Reportedly, nineteen organizations, including "Unitarian church groups, gun ownership advocates, and a broad coalition of membership and political advocacy organizations" have joined the Electronic Frontier Foundation (EFF) in a suit filed against the National Security Agency (NSA) for "their First Amendment right of association by illegally collecting their call records."
At the heart of First Unitarian Church of Los Angeles v. NSA is the bulk telephone records collection program that was confirmed by last month's publication of an order from the Foreign Intelligence Surveillance Court (FISC). The Director of National Intelligence (DNI) further confirmed that this formerly secret document was legitimate, and part of a broader program to collect all major telecommunications customers' call histories. The order demands wholesale collection of every call made, the location of the phone, the time of the call, the duration of the call, and other "identifying information" for every phone and call for all customers of Verizon for a period of three months. Government officials further confirmed that this was just one of series of orders issued on a rolling basis since at least 2006.

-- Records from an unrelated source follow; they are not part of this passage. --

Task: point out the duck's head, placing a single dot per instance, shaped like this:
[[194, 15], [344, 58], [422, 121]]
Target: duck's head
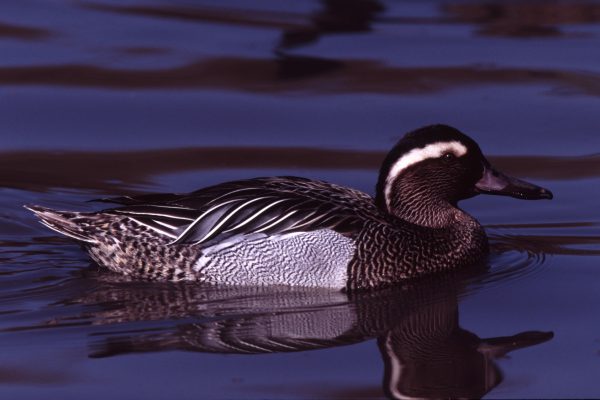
[[432, 168]]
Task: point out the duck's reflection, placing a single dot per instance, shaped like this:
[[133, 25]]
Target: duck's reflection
[[425, 351]]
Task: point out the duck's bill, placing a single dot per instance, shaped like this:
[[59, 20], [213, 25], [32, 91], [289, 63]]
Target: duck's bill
[[495, 182]]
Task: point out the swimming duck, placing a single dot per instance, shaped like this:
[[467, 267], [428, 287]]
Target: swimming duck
[[302, 232]]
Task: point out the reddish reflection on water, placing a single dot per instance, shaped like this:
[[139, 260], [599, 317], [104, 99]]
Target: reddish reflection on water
[[104, 98]]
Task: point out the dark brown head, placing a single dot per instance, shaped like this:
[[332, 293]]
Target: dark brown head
[[438, 165]]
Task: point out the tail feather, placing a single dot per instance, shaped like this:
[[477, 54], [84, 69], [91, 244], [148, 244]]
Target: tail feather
[[61, 222]]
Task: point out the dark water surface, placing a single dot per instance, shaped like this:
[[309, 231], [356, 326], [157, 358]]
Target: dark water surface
[[109, 97]]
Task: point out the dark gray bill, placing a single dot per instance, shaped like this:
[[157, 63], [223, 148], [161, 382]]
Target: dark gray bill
[[494, 182]]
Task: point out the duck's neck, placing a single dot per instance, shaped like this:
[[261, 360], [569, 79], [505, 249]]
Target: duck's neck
[[422, 208]]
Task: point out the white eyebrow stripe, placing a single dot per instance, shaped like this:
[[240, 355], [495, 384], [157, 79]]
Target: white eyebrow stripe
[[433, 150]]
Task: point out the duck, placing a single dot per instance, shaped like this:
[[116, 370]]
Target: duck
[[296, 231]]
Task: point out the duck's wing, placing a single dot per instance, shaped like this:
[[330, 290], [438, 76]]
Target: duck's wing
[[266, 206]]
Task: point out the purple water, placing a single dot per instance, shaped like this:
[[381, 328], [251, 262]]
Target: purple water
[[102, 98]]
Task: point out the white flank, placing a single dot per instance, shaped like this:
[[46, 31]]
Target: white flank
[[433, 150]]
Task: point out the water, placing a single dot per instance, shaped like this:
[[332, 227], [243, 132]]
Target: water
[[109, 97]]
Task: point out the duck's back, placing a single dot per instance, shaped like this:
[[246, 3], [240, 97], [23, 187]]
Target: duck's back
[[264, 231]]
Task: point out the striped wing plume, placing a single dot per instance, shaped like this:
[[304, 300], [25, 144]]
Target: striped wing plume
[[258, 206]]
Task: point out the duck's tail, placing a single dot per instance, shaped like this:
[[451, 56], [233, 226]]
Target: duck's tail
[[64, 222]]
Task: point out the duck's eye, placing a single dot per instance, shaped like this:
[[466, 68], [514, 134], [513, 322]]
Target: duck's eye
[[448, 156]]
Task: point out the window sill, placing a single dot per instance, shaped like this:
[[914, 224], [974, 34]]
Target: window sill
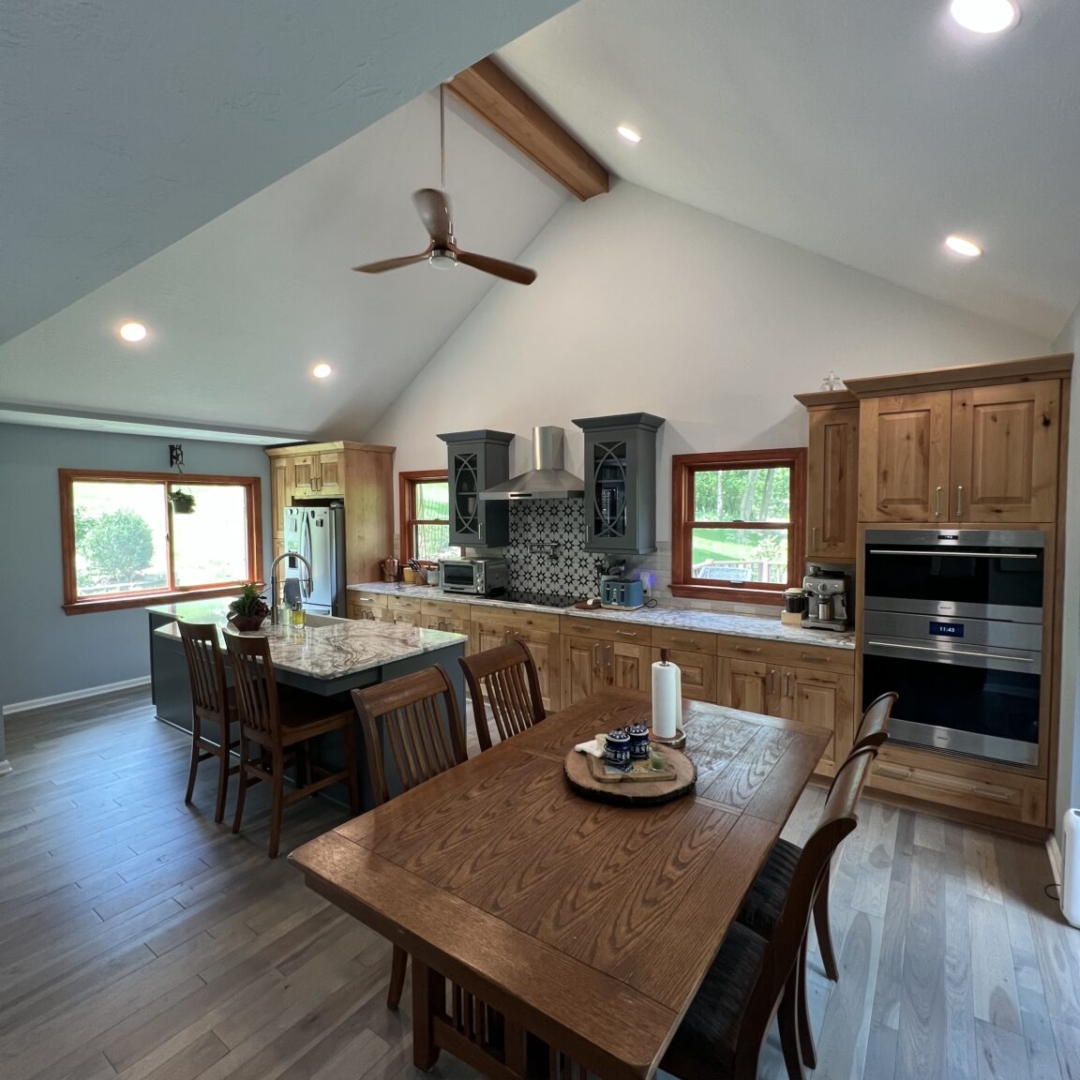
[[148, 599], [729, 594]]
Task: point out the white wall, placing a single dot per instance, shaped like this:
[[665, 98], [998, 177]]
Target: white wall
[[646, 304], [1068, 746]]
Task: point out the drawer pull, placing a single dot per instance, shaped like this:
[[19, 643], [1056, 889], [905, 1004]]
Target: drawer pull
[[953, 786]]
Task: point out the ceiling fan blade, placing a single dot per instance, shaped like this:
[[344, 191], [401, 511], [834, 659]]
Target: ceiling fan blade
[[394, 264], [434, 210], [521, 275]]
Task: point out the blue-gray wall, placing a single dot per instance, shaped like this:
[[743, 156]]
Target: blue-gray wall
[[45, 651]]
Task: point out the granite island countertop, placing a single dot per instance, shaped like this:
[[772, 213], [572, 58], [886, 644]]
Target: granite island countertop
[[713, 622], [320, 652]]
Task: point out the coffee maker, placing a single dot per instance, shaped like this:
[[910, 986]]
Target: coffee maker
[[826, 599]]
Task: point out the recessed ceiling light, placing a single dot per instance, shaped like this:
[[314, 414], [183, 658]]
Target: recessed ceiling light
[[985, 16], [132, 332], [962, 246]]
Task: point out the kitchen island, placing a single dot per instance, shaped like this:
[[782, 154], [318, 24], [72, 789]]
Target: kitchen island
[[327, 660]]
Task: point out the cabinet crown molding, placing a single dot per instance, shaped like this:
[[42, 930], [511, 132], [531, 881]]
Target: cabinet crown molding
[[1056, 366]]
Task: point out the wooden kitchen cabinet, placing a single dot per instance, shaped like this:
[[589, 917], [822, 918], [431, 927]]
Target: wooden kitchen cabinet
[[489, 628], [979, 454], [832, 475], [372, 608], [356, 474], [904, 457], [477, 460]]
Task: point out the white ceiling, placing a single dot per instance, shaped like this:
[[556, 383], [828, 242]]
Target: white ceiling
[[240, 310], [862, 131], [125, 124]]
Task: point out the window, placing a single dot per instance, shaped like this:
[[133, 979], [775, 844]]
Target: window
[[738, 524], [125, 543], [424, 500]]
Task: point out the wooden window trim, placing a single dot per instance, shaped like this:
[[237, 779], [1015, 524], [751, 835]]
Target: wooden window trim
[[683, 469], [406, 487], [72, 605]]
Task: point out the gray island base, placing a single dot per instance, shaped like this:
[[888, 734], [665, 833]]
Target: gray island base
[[327, 660]]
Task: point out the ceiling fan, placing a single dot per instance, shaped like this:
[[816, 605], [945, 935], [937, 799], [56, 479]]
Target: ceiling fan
[[442, 251]]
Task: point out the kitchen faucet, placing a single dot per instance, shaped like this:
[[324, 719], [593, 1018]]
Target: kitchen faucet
[[273, 581]]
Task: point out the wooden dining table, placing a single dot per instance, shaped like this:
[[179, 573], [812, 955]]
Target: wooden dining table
[[586, 925]]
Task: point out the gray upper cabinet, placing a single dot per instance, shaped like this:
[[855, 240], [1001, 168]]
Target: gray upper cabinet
[[475, 460], [621, 483]]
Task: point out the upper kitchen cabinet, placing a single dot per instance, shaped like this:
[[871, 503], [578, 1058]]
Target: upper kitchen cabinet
[[355, 474], [832, 475], [621, 483], [476, 460], [980, 444]]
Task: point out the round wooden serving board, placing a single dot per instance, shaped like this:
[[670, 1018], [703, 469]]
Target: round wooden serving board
[[631, 792]]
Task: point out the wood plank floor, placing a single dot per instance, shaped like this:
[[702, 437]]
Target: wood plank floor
[[139, 940]]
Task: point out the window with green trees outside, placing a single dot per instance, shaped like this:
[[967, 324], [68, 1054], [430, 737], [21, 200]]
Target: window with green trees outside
[[129, 537]]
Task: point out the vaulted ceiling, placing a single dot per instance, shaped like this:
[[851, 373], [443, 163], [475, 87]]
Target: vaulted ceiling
[[215, 171]]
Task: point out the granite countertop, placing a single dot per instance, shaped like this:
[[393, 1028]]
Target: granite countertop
[[714, 622], [322, 652]]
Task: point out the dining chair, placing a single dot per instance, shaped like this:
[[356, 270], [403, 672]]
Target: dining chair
[[212, 701], [767, 895], [508, 676], [281, 726], [755, 979], [418, 717]]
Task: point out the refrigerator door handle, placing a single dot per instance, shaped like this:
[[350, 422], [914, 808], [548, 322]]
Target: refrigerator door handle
[[306, 583]]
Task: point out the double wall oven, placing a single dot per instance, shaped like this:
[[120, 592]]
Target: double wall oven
[[953, 620]]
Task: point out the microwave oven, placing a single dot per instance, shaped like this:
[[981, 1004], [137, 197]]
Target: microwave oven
[[481, 577]]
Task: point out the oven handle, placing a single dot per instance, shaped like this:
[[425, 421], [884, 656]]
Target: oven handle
[[953, 554], [955, 652]]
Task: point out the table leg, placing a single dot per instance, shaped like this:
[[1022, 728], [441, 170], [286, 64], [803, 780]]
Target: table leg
[[429, 997]]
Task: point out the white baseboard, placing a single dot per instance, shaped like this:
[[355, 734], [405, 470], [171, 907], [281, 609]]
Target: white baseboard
[[1055, 858], [59, 699]]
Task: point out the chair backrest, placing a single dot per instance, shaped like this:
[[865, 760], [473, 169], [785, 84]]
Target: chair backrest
[[837, 821], [253, 675], [873, 728], [509, 675], [423, 739], [205, 669]]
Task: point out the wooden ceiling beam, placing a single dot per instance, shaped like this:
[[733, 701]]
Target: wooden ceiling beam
[[500, 103]]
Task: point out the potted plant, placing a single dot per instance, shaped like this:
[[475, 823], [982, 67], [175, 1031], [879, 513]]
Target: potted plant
[[183, 502], [248, 609]]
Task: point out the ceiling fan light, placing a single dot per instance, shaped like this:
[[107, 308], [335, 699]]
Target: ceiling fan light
[[443, 259]]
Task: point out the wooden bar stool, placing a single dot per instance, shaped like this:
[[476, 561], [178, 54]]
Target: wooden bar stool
[[211, 700], [280, 727], [416, 729], [509, 677]]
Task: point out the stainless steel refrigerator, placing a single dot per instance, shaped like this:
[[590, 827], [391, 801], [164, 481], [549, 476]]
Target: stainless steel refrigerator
[[318, 534]]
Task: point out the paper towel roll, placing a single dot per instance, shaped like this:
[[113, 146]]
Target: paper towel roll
[[666, 699]]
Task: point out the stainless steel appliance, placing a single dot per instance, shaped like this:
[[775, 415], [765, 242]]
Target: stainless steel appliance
[[482, 577], [953, 621], [318, 534], [826, 593]]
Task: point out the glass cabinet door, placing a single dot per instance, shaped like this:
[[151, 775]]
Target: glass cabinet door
[[464, 527], [608, 468]]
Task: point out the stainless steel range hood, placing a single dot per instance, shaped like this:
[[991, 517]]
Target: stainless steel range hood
[[547, 480]]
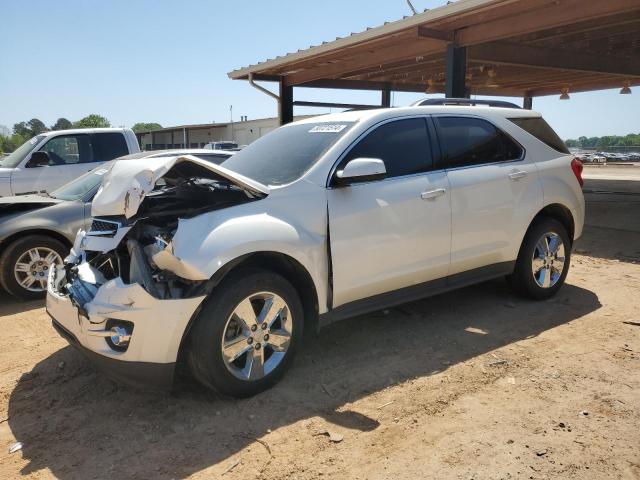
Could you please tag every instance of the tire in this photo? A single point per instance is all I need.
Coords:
(547, 281)
(17, 252)
(211, 364)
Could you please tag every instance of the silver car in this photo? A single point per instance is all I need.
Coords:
(37, 231)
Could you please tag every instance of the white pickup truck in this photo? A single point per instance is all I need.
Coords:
(51, 159)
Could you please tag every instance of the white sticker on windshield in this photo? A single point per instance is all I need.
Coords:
(329, 128)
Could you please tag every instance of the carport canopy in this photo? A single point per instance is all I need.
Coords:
(517, 48)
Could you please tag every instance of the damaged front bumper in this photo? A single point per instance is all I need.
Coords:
(154, 327)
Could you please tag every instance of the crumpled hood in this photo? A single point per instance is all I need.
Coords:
(127, 182)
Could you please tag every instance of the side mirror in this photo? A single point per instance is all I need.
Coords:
(361, 170)
(38, 159)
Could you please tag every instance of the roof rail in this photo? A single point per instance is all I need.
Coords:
(464, 101)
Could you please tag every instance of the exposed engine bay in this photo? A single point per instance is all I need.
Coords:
(137, 247)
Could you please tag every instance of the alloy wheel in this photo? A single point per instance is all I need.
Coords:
(548, 260)
(257, 336)
(32, 268)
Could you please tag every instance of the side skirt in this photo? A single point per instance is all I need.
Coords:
(416, 292)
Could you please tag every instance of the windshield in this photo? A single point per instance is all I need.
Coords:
(285, 154)
(81, 186)
(13, 160)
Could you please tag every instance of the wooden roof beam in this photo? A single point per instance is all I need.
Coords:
(564, 12)
(558, 59)
(419, 47)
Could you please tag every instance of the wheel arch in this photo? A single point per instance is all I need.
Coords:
(560, 213)
(36, 231)
(277, 262)
(556, 211)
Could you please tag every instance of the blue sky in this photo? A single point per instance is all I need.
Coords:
(167, 61)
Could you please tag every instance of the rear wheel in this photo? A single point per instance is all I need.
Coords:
(25, 264)
(543, 261)
(245, 337)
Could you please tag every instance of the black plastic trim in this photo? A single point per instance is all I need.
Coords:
(416, 292)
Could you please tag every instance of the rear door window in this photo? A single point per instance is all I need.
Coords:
(540, 129)
(109, 145)
(69, 150)
(403, 146)
(468, 141)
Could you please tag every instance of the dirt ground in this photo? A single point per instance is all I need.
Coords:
(474, 384)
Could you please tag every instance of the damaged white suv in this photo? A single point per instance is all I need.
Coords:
(220, 268)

"People who hold controversial views whether it's about gun ownership policies, drug legalization, or immigration often must express views as a group in order to act and advocate effectively," said Cohn. "But fear of individual exposure when participating in political debates over high-stakes issues can dissuade people from taking part. That's why the Supreme Court ruled in 1958 that membership lists of groups have strong First Amendment protection. Telephone records, especially complete records collected over many years, are even more invasive than membership lists, since they show casual or repeated inquiries as well as full membership."